Mede gelet op voornoemd advies wordt voorgesteld om de mogelijkheid tot het instellen van cassatieberoep in teruggeleidingszaken te beperken tot cassatie in het belang der wet. De cassatieprocedure neemt – nog afgezien van de procedure na verwijzing – gemiddeld 33 weken in beslag. Door het veelal feitelijke karakter van de geschilpunten in teruggeleidingszaken, heeft de cassatieprocedure niet zelden een beperkte toegevoegde waarde. De uitleg van het Haagse verdrag is voorts in de afgelopen jaren verduidelijkt, nu de Hoge Raad en het Europese Hof voor de Rechten van de Mens in een aantal zaken de begrenzingen van de in dit kader relevante bepalingen uit het Haagse verdrag hebben bepaald.

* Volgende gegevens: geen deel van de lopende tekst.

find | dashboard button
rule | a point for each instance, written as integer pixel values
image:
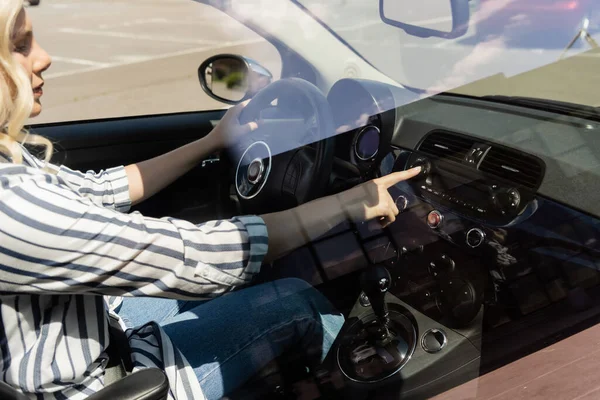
(401, 202)
(475, 237)
(434, 219)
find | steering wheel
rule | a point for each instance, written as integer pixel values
(287, 160)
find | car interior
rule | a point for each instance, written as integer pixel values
(497, 237)
(492, 241)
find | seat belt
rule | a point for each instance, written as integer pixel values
(119, 353)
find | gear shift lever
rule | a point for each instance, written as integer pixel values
(375, 282)
(378, 344)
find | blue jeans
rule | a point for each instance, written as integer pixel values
(228, 339)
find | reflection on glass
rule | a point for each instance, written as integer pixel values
(227, 78)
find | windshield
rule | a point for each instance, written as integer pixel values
(535, 48)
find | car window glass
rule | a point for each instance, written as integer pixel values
(117, 59)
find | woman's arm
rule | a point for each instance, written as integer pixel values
(54, 241)
(293, 228)
(151, 176)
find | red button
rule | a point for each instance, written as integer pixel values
(434, 219)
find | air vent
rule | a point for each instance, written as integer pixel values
(446, 146)
(516, 167)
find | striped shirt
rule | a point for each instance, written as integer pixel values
(66, 246)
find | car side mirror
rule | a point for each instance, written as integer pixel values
(447, 19)
(231, 78)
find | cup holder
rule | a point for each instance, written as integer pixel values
(362, 359)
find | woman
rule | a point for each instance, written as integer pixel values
(66, 246)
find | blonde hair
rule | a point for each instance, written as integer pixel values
(16, 94)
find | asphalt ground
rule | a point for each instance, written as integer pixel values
(114, 58)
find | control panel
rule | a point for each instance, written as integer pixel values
(467, 191)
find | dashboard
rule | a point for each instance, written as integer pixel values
(498, 235)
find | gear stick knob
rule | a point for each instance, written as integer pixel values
(375, 281)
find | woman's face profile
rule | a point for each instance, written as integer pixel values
(31, 56)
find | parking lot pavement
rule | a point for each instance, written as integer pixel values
(116, 58)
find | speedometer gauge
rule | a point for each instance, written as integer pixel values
(366, 145)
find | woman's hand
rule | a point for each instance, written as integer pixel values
(371, 200)
(229, 130)
(293, 228)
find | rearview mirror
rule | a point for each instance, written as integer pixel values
(232, 79)
(426, 18)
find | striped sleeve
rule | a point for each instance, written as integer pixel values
(107, 188)
(53, 240)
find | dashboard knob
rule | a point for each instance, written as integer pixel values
(475, 237)
(425, 165)
(505, 200)
(434, 219)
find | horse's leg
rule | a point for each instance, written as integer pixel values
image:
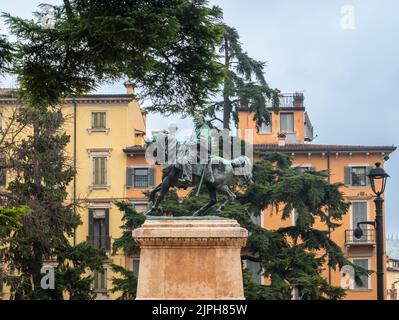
(164, 187)
(212, 201)
(154, 192)
(230, 194)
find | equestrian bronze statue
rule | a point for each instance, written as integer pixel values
(184, 167)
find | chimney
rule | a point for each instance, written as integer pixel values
(129, 87)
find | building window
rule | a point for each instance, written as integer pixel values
(100, 280)
(294, 217)
(98, 120)
(267, 128)
(287, 122)
(356, 176)
(304, 169)
(359, 176)
(3, 171)
(256, 218)
(364, 279)
(99, 170)
(99, 228)
(140, 177)
(141, 207)
(360, 214)
(136, 266)
(1, 280)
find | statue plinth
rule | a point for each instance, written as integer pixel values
(190, 259)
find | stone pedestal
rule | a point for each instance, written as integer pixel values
(187, 258)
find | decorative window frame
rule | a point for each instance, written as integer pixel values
(356, 165)
(369, 287)
(90, 129)
(351, 210)
(97, 153)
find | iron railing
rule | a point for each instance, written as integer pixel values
(102, 242)
(286, 101)
(367, 238)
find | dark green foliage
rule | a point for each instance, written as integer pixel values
(42, 174)
(127, 283)
(10, 218)
(164, 47)
(244, 85)
(5, 54)
(290, 257)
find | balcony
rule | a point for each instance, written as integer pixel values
(368, 238)
(287, 100)
(102, 242)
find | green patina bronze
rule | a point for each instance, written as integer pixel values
(186, 218)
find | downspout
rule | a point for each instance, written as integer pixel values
(74, 162)
(329, 229)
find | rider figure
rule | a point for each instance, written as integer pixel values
(188, 155)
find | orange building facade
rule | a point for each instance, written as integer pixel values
(291, 133)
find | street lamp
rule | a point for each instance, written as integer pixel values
(378, 179)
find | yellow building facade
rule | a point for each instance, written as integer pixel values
(291, 132)
(107, 146)
(100, 128)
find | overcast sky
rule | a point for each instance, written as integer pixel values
(343, 54)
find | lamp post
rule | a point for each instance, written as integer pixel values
(378, 178)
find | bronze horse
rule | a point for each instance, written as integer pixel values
(223, 171)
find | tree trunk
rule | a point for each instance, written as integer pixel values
(226, 101)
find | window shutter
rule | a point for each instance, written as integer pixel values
(368, 183)
(91, 228)
(151, 177)
(129, 177)
(107, 241)
(348, 176)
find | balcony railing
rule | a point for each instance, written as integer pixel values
(286, 101)
(102, 242)
(368, 237)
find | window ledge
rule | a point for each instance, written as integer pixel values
(105, 291)
(99, 187)
(360, 290)
(91, 130)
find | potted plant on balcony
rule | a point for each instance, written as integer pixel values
(298, 99)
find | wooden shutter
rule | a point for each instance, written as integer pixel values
(103, 171)
(107, 241)
(102, 120)
(91, 226)
(348, 176)
(151, 177)
(95, 171)
(368, 183)
(3, 171)
(129, 177)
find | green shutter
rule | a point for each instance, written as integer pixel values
(91, 229)
(151, 177)
(368, 183)
(103, 171)
(107, 241)
(348, 176)
(129, 177)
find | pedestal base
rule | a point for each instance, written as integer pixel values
(190, 259)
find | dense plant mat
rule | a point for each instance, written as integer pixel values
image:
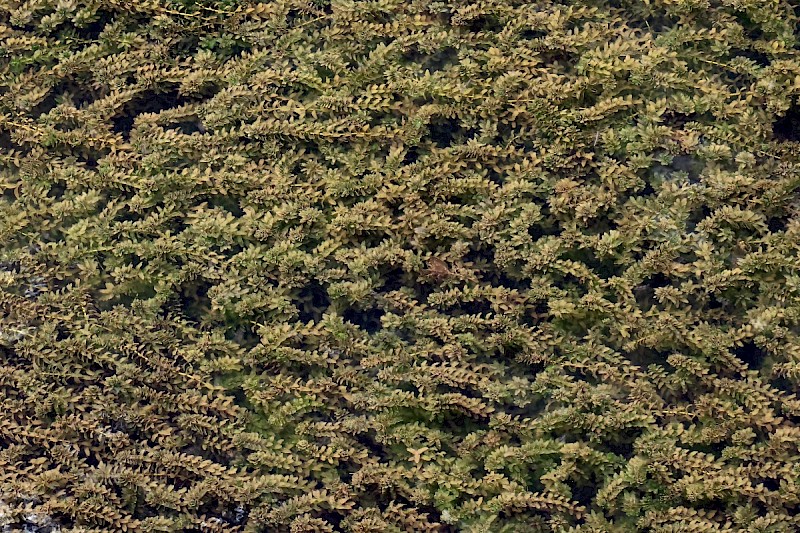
(382, 266)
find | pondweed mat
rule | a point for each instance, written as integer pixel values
(400, 266)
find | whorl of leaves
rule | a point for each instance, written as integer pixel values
(382, 266)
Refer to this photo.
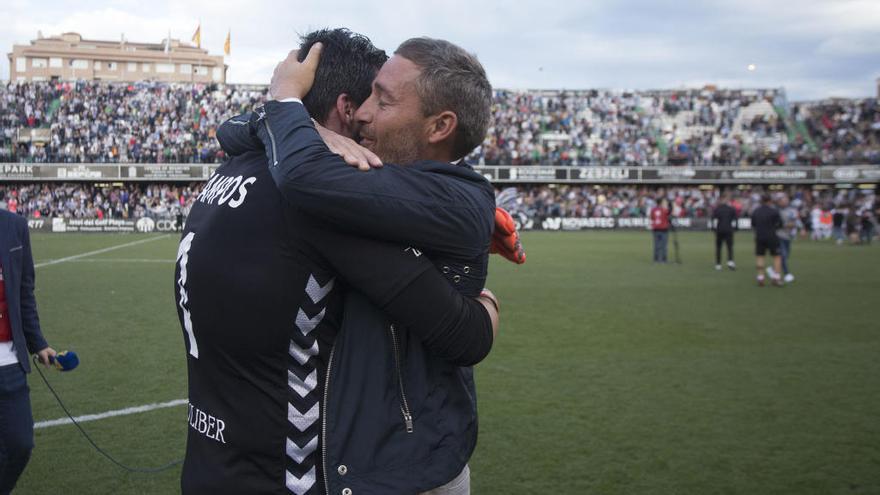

Nederland is met dit voorstel niet het enige land dat één mogelijkheid van regulier beroep in kinderontvoeringszaken toestaat. Ook in andere landen, waaronder Duitsland en Zwitserland, is er maar één mogelijkheid van regulier beroep.

b. Concentratie van rechtspraak in teruggeleidingszaken

Daarnaast stel ik voor de rechtspraak in teruggeleidingszaken te concentreren bij de Rechtbank 's-Gravenhage en het Gerechtshof 's-Gravenhage. Teruggeleidingszaken zijn geen routinekwestie. In 2006 tot en met 2008 waren er jaarlijks tussen de 10 en 20 zaken in eerste aanleg. Deze zaken waren verdeeld over de verschillende rechtbanken. Teruggeleidingszaken lenen zich voor concentratie, gelet op dit beperkte aantal, hun spoedeisende karakter en de vereiste deskundigheid voor de behandeling. De concentratie leidt tot een opbouw van expertise en een bundeling van de kennis en de contacten (contacten met andere rechters, het openbaar ministerie en andere betrokkenen). Dit versnelt de behandeling van de teruggeleidingszaken, en komt de kwaliteit van de rechtspraak ten goede.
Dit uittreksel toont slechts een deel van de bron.